Kendisine mesaj attım.. Aynen aktarıyorum;
-Sevgili Oray; Fikren birçok noktada ayrılsakta, kaleminin kalibresinin yüksek olduğu gerçeğini teslim ederim.. Bu bakışım dolayısıyla aynı kalibreyi "Dedikodu"yu süzerken de bekleme hakkına sahibim.. Kaynağını bilmiyorum ama eminim o kaynak kimse, başka bir hesabı var.. Bilmeni isterim ki, yazıdaki tek doğru başlık; yani "Dedikodu.." E bu da o yüksek kalibreyle uyuşmuyor.. Der, susarım.. Selamlar..
Meslektaşımın bu mesaja olumlu ve nazik yanıtını ise kendisine sorma fırsatım olmadığı için paylaşmıyorum..
Ama bir meslektaşı olarak, köşelerde dedikodu yerine, elle tutulur kulis bilgileri okumayı tercih ederdim..

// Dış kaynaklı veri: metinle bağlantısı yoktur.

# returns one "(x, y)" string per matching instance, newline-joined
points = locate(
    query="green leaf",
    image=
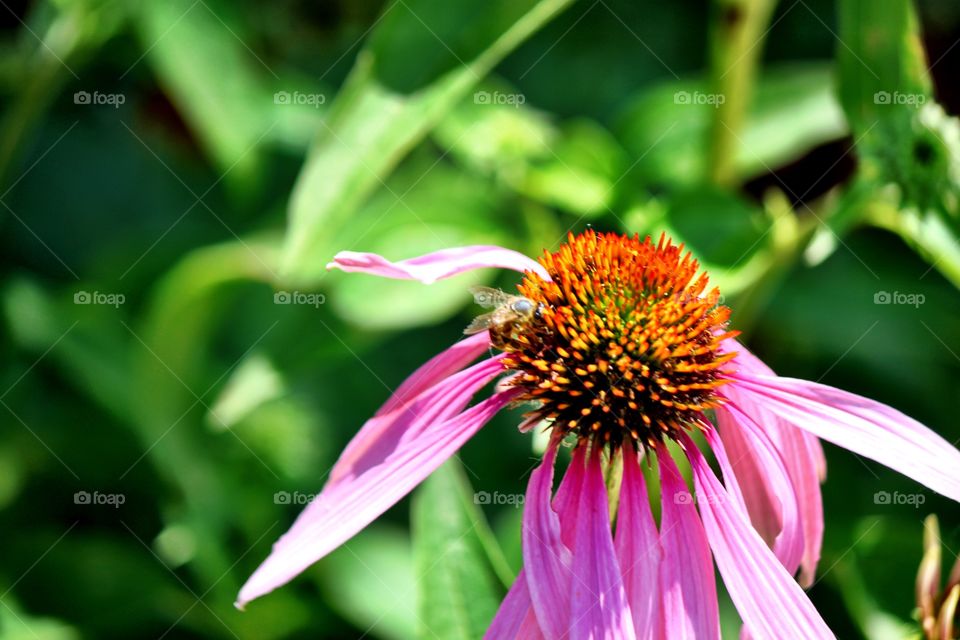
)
(15, 624)
(881, 57)
(908, 146)
(412, 216)
(213, 78)
(794, 110)
(580, 173)
(382, 111)
(370, 581)
(460, 567)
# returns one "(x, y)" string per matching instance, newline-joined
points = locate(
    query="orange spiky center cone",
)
(625, 345)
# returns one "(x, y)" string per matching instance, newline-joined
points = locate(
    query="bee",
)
(510, 313)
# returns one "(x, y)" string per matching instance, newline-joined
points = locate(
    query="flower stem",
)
(739, 28)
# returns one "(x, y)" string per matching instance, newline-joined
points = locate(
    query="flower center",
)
(625, 341)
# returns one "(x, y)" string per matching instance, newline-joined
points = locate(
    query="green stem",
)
(737, 38)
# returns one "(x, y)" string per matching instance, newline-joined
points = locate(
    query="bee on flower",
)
(622, 348)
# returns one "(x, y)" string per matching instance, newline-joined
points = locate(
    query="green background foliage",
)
(175, 176)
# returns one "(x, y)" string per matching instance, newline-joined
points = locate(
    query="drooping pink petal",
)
(598, 601)
(747, 362)
(511, 616)
(687, 585)
(341, 510)
(436, 369)
(437, 265)
(769, 600)
(546, 558)
(382, 434)
(802, 454)
(762, 505)
(638, 550)
(788, 544)
(863, 426)
(515, 617)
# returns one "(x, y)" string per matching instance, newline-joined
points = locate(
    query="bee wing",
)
(488, 296)
(480, 323)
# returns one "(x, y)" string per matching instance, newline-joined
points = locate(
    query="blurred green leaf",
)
(370, 580)
(908, 146)
(410, 217)
(214, 78)
(461, 570)
(372, 124)
(495, 137)
(580, 172)
(17, 625)
(881, 58)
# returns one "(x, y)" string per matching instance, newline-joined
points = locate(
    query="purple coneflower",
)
(937, 604)
(620, 348)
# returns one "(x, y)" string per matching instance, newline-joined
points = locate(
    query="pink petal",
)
(511, 616)
(638, 550)
(767, 597)
(687, 585)
(381, 435)
(437, 265)
(762, 505)
(802, 454)
(565, 503)
(863, 426)
(788, 544)
(434, 370)
(751, 364)
(341, 510)
(598, 601)
(515, 618)
(546, 558)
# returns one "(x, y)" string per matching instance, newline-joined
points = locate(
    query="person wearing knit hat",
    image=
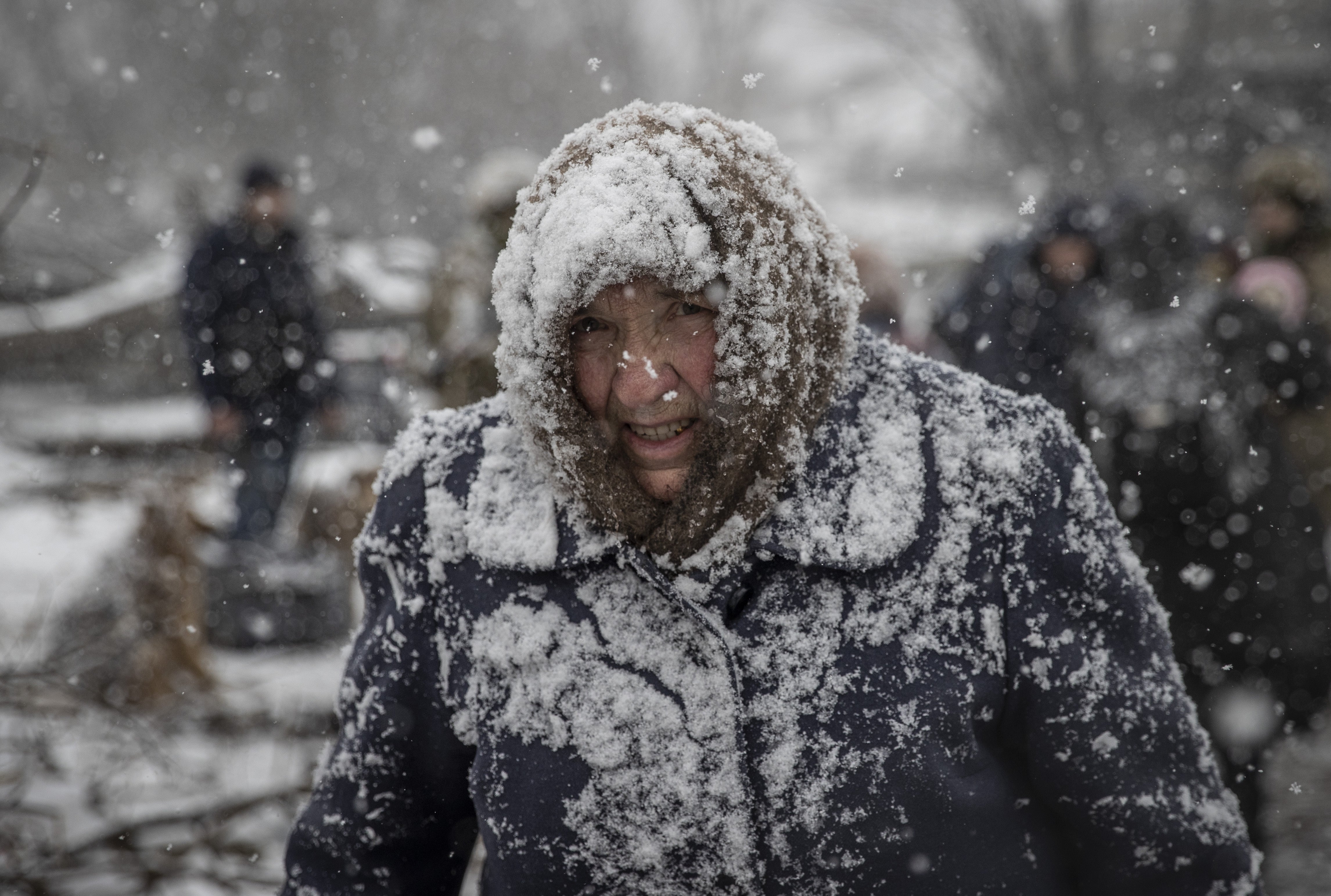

Ezcümle, bir önceki bölümde de belirttim;
-Çoook işimiz var.. Biz gücümüz yettiğince işimizi yapmaya devam ediyoruz, edeceğiz.. İnandığımız bir liderin ardında daha yapacağımız çok şey var..
**
Oray'a değil ama, bu dedikoduyu fısıldayan fikr-i kabıza bir notla kapatayım konuyu;
-Telefonla konuşurken, ya kapıyı kapat ya da aralıklarla değil seri konuş ki, Amerika ile konuştuğun anlaşılmasın.. Olur mu?